Das internationale Geographen-Team widmete sich unter anderem dem Umfeld eines neu entdeckten antiken Gebäudes östlich von Bergama im Schwemmland des Kaikos (Bakır Çay) und seiner Zuflüsse (mehr dazu hier). Dieser Befund könnte in Zukunft eine neue Basis für die Bewertung von Naturkatastrophen als Faktoren bei der Transformation der Siedlungsstruktur in der Mikroregion Pergamon bieten.
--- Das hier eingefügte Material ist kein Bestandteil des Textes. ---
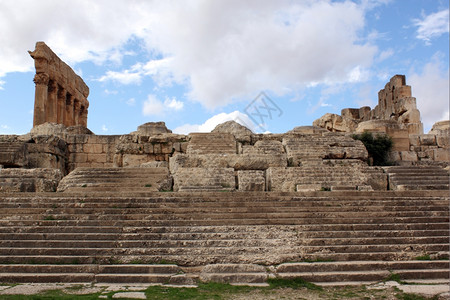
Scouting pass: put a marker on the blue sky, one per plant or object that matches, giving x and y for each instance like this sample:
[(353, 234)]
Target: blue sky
[(272, 65)]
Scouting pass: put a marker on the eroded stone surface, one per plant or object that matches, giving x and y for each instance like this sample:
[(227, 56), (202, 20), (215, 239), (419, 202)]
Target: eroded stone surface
[(60, 95)]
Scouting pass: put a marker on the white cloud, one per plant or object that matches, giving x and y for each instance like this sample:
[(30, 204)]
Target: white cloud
[(154, 106), (431, 89), (157, 69), (223, 51), (432, 26), (131, 102), (215, 120), (232, 50), (173, 104), (385, 55), (124, 77)]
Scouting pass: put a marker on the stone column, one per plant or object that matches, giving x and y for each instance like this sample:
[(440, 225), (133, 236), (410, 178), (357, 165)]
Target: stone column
[(83, 118), (52, 102), (68, 117), (76, 112), (61, 105), (40, 98)]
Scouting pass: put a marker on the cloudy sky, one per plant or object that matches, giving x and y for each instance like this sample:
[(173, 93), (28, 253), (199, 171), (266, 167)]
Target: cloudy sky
[(271, 65)]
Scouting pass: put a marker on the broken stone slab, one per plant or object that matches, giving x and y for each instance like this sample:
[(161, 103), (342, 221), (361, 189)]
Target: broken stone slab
[(235, 161), (251, 180), (29, 180)]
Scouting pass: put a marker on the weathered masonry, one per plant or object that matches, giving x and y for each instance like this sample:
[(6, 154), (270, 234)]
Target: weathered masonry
[(60, 95)]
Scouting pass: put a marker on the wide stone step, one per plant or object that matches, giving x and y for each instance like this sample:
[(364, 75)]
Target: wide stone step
[(221, 222), (218, 234), (229, 209), (223, 250), (360, 266), (88, 273), (370, 276), (408, 187), (195, 259)]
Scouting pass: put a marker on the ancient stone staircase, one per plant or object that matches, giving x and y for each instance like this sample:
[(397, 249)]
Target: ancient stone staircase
[(116, 179), (418, 178), (207, 143), (127, 237)]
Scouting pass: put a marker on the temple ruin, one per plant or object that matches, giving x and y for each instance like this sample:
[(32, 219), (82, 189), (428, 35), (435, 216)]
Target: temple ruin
[(60, 95), (229, 205)]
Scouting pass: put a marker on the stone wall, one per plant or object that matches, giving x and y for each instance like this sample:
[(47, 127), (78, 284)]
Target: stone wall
[(60, 95), (397, 116), (396, 109)]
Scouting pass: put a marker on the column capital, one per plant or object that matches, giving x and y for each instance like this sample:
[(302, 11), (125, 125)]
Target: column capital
[(41, 78)]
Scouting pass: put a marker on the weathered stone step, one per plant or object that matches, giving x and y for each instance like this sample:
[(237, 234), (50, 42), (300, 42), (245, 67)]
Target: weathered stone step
[(371, 276), (219, 233), (267, 242), (196, 259), (302, 267), (406, 187), (218, 215), (91, 268), (88, 273), (245, 241), (229, 209), (223, 250), (236, 201), (218, 222), (306, 228)]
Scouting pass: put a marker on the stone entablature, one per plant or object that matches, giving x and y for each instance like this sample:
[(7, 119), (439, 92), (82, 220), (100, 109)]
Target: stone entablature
[(60, 95)]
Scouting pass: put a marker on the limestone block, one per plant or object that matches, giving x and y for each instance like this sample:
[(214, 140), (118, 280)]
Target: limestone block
[(93, 148), (414, 140), (251, 180), (408, 156), (29, 180), (97, 158), (13, 154), (350, 113), (212, 143), (308, 187), (394, 156), (402, 92), (441, 128), (215, 178), (443, 141), (427, 140), (153, 128), (258, 161), (155, 164), (238, 162), (336, 123), (241, 133), (442, 155), (134, 160)]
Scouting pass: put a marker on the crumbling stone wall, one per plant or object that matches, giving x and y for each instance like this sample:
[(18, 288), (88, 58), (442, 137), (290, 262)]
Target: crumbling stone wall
[(395, 106), (60, 95)]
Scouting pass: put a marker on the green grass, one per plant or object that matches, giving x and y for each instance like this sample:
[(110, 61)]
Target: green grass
[(205, 291), (294, 283)]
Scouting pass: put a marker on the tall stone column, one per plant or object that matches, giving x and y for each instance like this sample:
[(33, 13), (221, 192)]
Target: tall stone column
[(61, 105), (76, 112), (40, 98), (83, 119), (68, 116), (51, 109)]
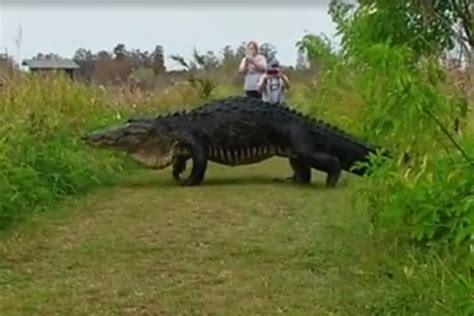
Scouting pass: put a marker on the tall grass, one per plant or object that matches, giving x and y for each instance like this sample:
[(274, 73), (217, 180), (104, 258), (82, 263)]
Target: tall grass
[(41, 156), (42, 159)]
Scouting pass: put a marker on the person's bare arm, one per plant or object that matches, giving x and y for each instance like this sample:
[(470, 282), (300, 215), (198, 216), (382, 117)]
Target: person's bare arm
[(260, 63), (286, 81), (243, 65), (261, 84)]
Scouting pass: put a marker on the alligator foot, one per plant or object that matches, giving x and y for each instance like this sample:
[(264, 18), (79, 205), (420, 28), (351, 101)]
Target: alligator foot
[(290, 179), (332, 180)]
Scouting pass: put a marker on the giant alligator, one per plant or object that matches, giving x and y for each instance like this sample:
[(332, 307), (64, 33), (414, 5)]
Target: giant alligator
[(236, 131)]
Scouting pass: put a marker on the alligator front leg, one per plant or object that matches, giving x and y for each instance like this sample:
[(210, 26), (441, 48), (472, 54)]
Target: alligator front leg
[(199, 157), (301, 171)]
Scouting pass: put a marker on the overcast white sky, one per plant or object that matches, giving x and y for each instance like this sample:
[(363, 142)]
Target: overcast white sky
[(62, 29)]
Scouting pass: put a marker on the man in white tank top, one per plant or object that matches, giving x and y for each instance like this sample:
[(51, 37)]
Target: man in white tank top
[(273, 84)]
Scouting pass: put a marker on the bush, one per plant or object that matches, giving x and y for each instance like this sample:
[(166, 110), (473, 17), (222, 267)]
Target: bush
[(393, 97)]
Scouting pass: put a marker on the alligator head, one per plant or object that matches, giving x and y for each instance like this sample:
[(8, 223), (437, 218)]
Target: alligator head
[(146, 140)]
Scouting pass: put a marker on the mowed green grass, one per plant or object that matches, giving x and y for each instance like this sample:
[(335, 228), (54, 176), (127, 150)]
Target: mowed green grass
[(240, 244)]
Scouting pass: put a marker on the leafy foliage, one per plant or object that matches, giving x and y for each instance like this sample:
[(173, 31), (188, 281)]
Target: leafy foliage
[(387, 85)]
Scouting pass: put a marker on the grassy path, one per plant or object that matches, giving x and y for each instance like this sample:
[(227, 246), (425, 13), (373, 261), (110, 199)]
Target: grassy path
[(238, 245)]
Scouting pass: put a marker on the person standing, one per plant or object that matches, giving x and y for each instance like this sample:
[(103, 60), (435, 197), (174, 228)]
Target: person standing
[(253, 66), (273, 84)]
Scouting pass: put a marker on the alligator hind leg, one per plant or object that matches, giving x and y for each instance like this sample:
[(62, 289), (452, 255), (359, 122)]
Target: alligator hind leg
[(179, 166), (329, 164)]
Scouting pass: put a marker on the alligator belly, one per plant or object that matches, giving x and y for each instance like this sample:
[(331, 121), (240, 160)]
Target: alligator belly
[(238, 157)]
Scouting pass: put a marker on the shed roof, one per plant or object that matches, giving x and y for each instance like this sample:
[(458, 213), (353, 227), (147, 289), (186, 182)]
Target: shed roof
[(50, 64)]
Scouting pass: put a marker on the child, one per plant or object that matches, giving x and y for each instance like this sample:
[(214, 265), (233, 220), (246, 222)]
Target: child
[(253, 66), (273, 84)]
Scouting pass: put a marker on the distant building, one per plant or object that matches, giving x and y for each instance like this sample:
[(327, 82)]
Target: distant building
[(46, 65)]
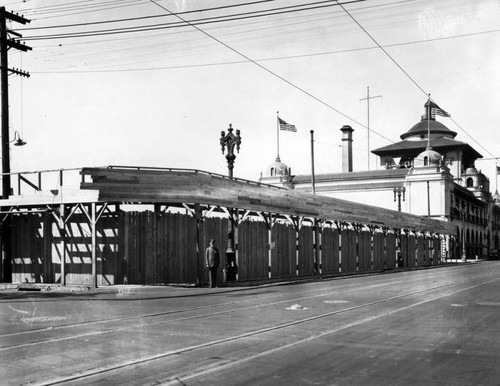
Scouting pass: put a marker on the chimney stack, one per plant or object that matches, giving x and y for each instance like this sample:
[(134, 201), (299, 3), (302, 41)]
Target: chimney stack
[(346, 148)]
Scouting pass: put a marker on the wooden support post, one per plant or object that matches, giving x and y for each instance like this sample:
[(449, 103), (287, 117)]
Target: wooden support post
[(339, 227), (199, 249), (319, 246), (94, 244), (372, 245), (62, 233), (236, 243)]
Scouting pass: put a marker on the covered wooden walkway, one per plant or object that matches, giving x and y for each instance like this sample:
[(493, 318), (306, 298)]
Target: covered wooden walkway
[(88, 221)]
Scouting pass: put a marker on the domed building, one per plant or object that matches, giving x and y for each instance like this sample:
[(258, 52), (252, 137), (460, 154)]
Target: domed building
[(277, 173), (428, 173)]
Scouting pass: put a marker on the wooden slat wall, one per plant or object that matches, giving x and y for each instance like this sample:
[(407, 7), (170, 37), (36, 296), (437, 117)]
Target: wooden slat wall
[(253, 250), (378, 251), (348, 248), (149, 247), (283, 251), (437, 251), (404, 250), (27, 250), (390, 261), (306, 251), (364, 251), (330, 251), (420, 250)]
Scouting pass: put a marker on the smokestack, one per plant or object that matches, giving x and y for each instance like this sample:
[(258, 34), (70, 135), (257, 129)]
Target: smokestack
[(346, 148)]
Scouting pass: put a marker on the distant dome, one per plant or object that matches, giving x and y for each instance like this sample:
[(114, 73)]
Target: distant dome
[(421, 129), (277, 169), (428, 157)]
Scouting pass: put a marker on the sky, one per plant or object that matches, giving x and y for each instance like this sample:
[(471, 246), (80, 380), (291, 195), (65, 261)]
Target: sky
[(161, 97)]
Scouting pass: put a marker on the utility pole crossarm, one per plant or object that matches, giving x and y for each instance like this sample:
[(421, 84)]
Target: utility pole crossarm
[(17, 45), (367, 99), (13, 16)]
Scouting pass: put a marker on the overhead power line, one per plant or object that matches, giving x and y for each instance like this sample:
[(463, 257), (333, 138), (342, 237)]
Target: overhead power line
[(268, 70), (404, 71), (201, 21)]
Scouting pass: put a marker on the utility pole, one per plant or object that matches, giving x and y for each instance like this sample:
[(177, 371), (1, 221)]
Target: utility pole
[(367, 99), (7, 42)]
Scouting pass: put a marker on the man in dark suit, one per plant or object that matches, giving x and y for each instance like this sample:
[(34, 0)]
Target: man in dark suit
[(213, 261)]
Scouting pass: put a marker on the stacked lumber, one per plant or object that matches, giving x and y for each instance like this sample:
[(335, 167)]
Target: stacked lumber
[(190, 186)]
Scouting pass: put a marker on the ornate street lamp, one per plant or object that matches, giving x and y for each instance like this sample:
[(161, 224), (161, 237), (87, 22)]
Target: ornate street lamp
[(398, 191), (230, 141)]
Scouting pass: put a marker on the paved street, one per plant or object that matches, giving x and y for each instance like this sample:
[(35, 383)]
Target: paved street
[(426, 327)]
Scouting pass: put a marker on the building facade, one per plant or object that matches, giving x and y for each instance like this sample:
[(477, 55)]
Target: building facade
[(428, 173)]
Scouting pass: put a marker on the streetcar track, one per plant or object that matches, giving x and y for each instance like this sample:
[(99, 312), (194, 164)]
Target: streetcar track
[(171, 381), (142, 325), (112, 320), (179, 378)]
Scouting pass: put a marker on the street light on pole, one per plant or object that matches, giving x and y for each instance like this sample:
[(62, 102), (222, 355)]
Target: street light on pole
[(398, 191), (230, 141)]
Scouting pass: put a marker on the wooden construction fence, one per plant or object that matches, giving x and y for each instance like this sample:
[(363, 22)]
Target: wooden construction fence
[(150, 248)]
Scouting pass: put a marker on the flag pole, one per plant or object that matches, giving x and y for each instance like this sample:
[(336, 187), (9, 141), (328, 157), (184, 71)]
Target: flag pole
[(429, 122), (278, 137), (496, 178)]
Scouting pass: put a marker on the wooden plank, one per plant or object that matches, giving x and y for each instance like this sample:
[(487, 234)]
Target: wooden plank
[(232, 193), (391, 251)]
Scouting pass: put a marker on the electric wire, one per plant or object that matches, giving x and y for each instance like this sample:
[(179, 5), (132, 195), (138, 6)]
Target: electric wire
[(270, 71), (185, 23), (405, 72)]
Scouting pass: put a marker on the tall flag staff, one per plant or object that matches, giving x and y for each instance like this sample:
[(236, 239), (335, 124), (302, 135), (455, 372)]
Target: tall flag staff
[(496, 178), (432, 110), (282, 125)]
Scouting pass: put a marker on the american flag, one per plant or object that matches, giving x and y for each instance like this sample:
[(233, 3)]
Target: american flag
[(286, 126), (436, 110)]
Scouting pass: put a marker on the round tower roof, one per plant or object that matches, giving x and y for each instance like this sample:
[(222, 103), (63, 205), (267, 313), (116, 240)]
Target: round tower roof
[(421, 129), (277, 169), (428, 157)]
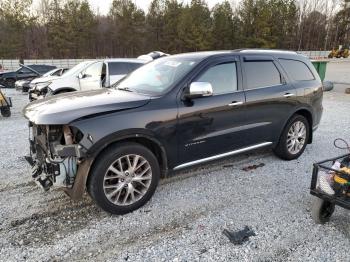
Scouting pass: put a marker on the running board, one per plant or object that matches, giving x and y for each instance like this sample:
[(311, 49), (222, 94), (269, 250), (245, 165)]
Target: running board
[(235, 152)]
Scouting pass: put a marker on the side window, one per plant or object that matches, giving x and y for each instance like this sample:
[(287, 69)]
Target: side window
[(118, 68), (94, 70), (261, 74), (57, 73), (222, 77), (297, 70), (24, 70), (134, 66)]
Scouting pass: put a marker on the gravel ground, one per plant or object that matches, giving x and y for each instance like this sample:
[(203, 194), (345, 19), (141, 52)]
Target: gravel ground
[(185, 218)]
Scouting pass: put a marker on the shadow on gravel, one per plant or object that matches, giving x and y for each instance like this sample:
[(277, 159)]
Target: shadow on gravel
[(46, 227)]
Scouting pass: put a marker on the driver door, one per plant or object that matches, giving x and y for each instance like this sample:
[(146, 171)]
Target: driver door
[(208, 126), (90, 78)]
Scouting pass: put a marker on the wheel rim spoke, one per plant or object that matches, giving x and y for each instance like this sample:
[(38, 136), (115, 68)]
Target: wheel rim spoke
[(127, 179), (296, 137)]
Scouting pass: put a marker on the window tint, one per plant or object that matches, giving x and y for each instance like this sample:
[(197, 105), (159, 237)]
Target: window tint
[(42, 68), (134, 66), (261, 74), (94, 70), (297, 70), (57, 73), (25, 70), (119, 68), (222, 77)]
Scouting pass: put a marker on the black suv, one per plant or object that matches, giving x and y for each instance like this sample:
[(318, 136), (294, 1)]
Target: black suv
[(9, 78), (170, 114)]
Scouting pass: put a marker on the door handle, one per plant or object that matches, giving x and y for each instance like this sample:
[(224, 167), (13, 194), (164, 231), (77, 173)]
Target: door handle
[(235, 103)]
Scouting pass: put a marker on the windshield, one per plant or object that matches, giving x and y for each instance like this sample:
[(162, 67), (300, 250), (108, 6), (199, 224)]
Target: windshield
[(50, 72), (77, 68), (158, 76)]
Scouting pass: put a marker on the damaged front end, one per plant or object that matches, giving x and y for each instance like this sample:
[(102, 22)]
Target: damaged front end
[(55, 155)]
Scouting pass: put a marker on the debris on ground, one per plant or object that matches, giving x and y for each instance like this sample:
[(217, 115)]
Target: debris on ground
[(252, 167), (239, 237)]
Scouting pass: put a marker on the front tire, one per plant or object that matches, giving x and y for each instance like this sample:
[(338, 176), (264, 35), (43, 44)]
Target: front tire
[(10, 83), (322, 211), (294, 138), (124, 178), (5, 112)]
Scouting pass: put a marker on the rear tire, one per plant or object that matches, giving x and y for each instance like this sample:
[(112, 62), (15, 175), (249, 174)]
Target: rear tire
[(294, 138), (5, 112), (124, 178), (10, 83), (322, 211)]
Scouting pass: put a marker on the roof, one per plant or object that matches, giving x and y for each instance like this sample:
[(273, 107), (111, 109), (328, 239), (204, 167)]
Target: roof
[(127, 60), (205, 54)]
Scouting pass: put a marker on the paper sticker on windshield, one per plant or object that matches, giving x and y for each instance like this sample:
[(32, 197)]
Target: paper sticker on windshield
[(173, 63)]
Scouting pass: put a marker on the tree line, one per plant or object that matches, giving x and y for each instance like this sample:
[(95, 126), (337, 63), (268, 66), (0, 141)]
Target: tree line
[(71, 29)]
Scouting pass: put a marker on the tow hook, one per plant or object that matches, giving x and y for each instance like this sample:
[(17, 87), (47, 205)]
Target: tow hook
[(41, 180)]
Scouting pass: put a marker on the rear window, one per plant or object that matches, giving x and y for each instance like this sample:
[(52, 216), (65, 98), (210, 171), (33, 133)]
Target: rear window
[(42, 68), (122, 68), (297, 70), (261, 74)]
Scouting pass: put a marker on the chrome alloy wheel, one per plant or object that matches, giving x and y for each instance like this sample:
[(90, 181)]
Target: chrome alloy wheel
[(296, 137), (127, 180)]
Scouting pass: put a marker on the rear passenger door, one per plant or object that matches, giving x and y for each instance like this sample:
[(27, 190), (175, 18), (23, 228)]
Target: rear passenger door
[(270, 99)]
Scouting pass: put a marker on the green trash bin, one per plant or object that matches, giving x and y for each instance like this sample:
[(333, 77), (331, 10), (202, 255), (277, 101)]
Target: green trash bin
[(321, 66)]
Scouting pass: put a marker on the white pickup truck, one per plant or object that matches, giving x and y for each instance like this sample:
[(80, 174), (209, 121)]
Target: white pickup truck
[(86, 76)]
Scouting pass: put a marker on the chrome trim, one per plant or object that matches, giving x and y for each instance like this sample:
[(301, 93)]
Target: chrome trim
[(245, 149), (235, 104)]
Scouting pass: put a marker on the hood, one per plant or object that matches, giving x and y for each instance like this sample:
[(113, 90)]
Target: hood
[(65, 108), (44, 79), (7, 73)]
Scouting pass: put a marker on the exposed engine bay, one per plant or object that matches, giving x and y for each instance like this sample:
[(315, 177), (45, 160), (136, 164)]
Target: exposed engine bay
[(54, 155)]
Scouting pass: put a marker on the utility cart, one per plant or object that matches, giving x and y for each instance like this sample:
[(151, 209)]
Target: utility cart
[(5, 104), (330, 183)]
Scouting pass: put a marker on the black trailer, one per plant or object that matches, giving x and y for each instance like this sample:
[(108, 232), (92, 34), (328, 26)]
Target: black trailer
[(325, 203), (5, 104)]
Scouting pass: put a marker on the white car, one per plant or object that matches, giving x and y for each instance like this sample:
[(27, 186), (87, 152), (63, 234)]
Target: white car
[(86, 76)]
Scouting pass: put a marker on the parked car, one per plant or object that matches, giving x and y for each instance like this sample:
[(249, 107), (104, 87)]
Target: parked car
[(173, 113), (24, 85), (9, 78), (86, 76)]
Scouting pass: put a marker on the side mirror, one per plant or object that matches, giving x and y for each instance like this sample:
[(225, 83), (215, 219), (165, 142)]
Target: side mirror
[(199, 89)]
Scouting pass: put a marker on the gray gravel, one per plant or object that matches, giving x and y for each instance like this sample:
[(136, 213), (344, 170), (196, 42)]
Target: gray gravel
[(185, 218)]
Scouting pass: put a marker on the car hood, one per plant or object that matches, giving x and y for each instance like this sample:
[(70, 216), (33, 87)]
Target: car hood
[(7, 73), (65, 108), (44, 79)]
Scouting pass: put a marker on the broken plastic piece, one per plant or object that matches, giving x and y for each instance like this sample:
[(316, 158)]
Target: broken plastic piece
[(238, 237)]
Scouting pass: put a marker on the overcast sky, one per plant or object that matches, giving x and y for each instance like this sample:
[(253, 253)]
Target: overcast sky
[(104, 5)]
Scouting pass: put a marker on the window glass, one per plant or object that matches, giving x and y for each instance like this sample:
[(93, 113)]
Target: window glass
[(133, 66), (157, 76), (57, 72), (297, 70), (222, 77), (24, 70), (261, 74), (94, 70), (118, 68)]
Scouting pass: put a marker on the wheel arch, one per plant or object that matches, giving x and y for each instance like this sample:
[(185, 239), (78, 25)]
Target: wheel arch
[(81, 180), (308, 115), (148, 141), (63, 90)]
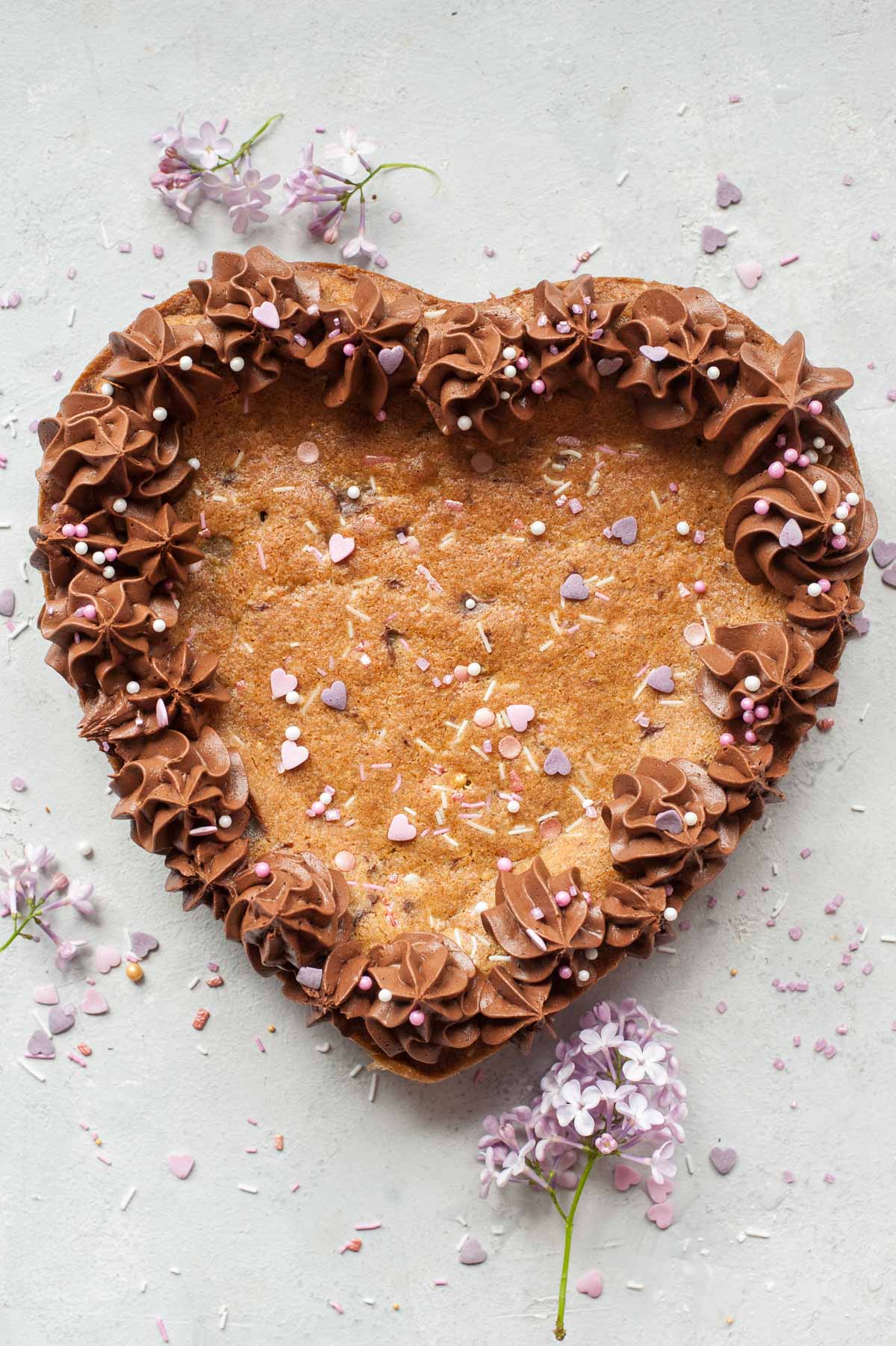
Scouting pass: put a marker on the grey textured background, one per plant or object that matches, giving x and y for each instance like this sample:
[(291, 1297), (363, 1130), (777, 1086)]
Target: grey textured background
[(530, 113)]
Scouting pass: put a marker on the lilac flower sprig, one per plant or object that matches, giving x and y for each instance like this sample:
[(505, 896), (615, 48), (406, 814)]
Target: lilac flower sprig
[(612, 1092), (33, 888), (332, 194), (208, 167)]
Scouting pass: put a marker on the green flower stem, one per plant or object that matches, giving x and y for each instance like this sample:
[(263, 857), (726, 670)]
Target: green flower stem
[(560, 1330), (246, 146), (18, 928)]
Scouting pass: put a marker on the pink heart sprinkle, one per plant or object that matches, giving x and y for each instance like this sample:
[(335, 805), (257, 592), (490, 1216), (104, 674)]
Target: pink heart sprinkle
[(267, 315), (292, 754), (661, 1213), (181, 1165), (107, 957), (340, 548), (591, 1284), (626, 1177), (520, 717), (658, 1190), (95, 1002), (712, 239), (748, 273), (283, 683), (391, 358), (661, 679), (401, 828), (471, 1252)]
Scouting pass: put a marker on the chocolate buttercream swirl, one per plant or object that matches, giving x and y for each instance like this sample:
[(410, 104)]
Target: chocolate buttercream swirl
[(666, 824), (183, 682), (528, 922), (794, 541), (99, 630), (572, 331), (256, 314), (162, 546), (203, 878), (508, 1007), (463, 369), (773, 396), (697, 372), (290, 918), (362, 353), (178, 792), (827, 620), (58, 549), (747, 776), (429, 977), (634, 915), (775, 655), (96, 452), (161, 368)]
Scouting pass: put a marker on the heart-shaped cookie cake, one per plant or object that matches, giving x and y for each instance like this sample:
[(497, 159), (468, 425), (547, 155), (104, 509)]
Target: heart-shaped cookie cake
[(443, 649)]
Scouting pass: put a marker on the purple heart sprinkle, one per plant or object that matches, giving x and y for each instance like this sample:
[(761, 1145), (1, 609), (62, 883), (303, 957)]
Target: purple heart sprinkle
[(723, 1159), (40, 1046), (575, 588), (557, 764), (335, 697), (626, 529), (727, 194), (712, 239), (791, 533), (142, 944), (610, 367), (60, 1019), (391, 358)]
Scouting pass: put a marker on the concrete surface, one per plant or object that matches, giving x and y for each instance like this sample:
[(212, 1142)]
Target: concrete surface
[(530, 113)]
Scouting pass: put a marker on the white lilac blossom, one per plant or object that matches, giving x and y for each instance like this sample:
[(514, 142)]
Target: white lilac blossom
[(614, 1091), (206, 166), (332, 194), (31, 888)]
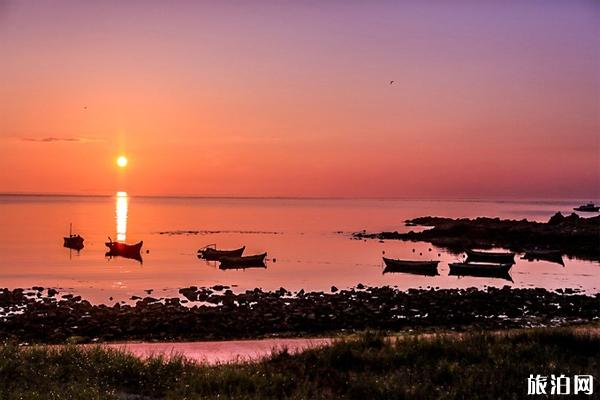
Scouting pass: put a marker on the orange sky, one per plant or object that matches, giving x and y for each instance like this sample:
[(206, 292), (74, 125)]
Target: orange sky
[(268, 99)]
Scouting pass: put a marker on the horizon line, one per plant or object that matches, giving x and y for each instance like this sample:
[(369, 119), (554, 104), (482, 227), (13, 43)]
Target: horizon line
[(248, 197)]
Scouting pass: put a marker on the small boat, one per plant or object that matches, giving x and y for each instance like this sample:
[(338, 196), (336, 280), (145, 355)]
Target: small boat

Solche und zahlreiche andere Themen wurden am 7. November 2020 beim zweiten „Werkstattgespräch“ von TransPergMikro mit über 35 Teilnehmer*innen der Videokonferenz diskutiert (Programm). Die interne Veranstaltung diente dem ersten interdisziplinären Austausch von Ergebnissen, die während der diesjährigen Arbeitskampagne und bei der Analyse von Probenmaterial aus dem Jahr2019 erzielt werden konnten.

Diese knappe Präsentation eines Ausschnitts der vielfältigen Aktivitäten im Rahmen der DAI-Pergamongrabung und von TransPergMikro soll mit den Maßnahmen im Bereich von Baudenkmalpflege und Kulturerhalt schließen. Ein echter Meilenstein konnte mit dem Abschluss der langjährigen Arbeiten zur Restaurierung und Musealisierung der Roten Halle von Pergamon (Abb. 16) erreicht werden (mehr dazu hier). Mit der Wiederherstellung eines historischen Geschäftshauses aus dem 19. Jahrhundert in der Altstadt von Pergamon (Abb. 17. Förderung durch die Gerda Henkel Stiftung) soll für die Bewohner*innen des ehemaligen Griechenviertels unterhalb des Grabungshauses ein neuer Ort der Austausches und der Begegnung mit touristischen Besucher*innen geschaffen werden. Wir hoffen, dass wir die Eröffnung nach Ende der Pandemie mit einem ortsüblichen Nachbarschaftsfest feiern können.


Unser besonderer Dank gilt allen Teilnehmer*innen der diesjährigen Kampagne für ihr weit überdurchschnittliches Engagement und Verantwortungsbewusstsein. Dem Ministerium für Kultur und Tourismus der Republik Türkei danken wir für die Genehmigung unserer Arbeiten, den drei Regierungsvertreter*innen für ihre kollegiale Unterstützung. Gleiches gilt für die Leitung des Museums Bergama und die Stadtverwaltung Bergama. Last but not least sei den Förderern der Pergamongrabung gedankt, ohne deren Großzügigkeit und Vertrauen unsere Arbeiten nicht möglich wären.